Nerve-evoked purinergic signalling suppresses action potentials, Ca2+ flashes and contractility evoked by muscarinic receptor activation in mouse urinary bladder smooth muscle.

ABSTRACT

Contraction of urinary bladder smooth muscle (UBSM) is caused by the release of ATP and ACh from parasympathetic nerves. Although both purinergic and muscarinic pathways are important to contraction, their relative contributions and signalling mechanisms are not well understood. Here, the contributions of each pathway to urinary bladder contraction and the underlying electrical and Ca(2+) signalling events were examined in UBSM strips from wild type mice and mice deficient in P2X1 receptors (P2X1(-/-)) before and after pharmacological inhibition of purinergic and muscarinic receptors. Electrical field stimulation was used to excite parasympathetic nerves to increase action potentials, Ca(2+) flash frequency, and force. Loss of P2X1 function not only eliminated action potentials and Ca(2+) flashes during stimulation, but it also led to a significant increase in Ca(2+) flashes following stimulation and a corresponding increase in the force transient.

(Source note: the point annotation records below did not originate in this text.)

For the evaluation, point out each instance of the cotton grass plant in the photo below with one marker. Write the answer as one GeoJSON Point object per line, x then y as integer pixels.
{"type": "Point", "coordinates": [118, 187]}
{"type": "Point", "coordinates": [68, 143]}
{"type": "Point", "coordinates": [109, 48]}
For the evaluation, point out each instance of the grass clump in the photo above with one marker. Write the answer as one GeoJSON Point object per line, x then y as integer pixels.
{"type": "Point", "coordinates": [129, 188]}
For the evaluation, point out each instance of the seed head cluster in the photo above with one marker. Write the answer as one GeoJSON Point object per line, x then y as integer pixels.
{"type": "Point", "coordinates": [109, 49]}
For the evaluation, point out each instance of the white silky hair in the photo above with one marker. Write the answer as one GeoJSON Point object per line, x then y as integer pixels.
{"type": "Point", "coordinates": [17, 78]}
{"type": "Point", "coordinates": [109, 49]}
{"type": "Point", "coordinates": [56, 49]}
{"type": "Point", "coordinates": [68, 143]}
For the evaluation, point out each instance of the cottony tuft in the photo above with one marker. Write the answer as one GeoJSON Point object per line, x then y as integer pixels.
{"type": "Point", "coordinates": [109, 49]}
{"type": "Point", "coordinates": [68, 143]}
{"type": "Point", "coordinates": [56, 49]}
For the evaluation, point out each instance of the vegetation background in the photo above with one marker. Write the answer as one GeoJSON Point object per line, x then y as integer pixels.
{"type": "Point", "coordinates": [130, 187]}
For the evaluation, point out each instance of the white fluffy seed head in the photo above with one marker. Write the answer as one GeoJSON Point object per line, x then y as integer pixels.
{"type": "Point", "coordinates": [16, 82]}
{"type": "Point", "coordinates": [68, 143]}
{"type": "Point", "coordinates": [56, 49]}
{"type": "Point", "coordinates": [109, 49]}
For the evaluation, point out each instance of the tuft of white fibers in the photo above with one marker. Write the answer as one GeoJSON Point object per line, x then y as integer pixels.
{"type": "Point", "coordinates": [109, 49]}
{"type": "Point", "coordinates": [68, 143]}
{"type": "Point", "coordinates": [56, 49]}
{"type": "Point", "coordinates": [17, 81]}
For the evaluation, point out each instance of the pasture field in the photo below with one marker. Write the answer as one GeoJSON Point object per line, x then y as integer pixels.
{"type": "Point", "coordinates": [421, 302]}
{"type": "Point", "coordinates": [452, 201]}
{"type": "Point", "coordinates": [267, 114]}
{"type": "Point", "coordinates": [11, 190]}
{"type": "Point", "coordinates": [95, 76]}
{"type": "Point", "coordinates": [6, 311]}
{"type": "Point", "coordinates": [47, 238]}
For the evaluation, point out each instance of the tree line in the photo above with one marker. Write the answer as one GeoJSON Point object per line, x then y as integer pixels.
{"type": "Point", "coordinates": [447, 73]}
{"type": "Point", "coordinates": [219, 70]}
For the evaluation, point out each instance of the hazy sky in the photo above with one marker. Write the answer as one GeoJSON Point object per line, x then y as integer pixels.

Block of muscarinic receptors did not affect action potentials or Ca(2+) flashes during stimulation, but prevented them following stimulation. These findings indicate that nerve excitation leads to rapid engagement of smooth muscle P2X1 receptors to increase action potentials (Ca(2+) flashes) during stimulation, and a delayed increase in excitability in response to muscarinic receptor activation. Together, purinergic and muscarinic stimulation shape the time course of force transients. Furthermore, this study reveals a novel inhibitory effect of P2X1 receptor activation on subsequent increases in muscarinic-driven excitability and force generation.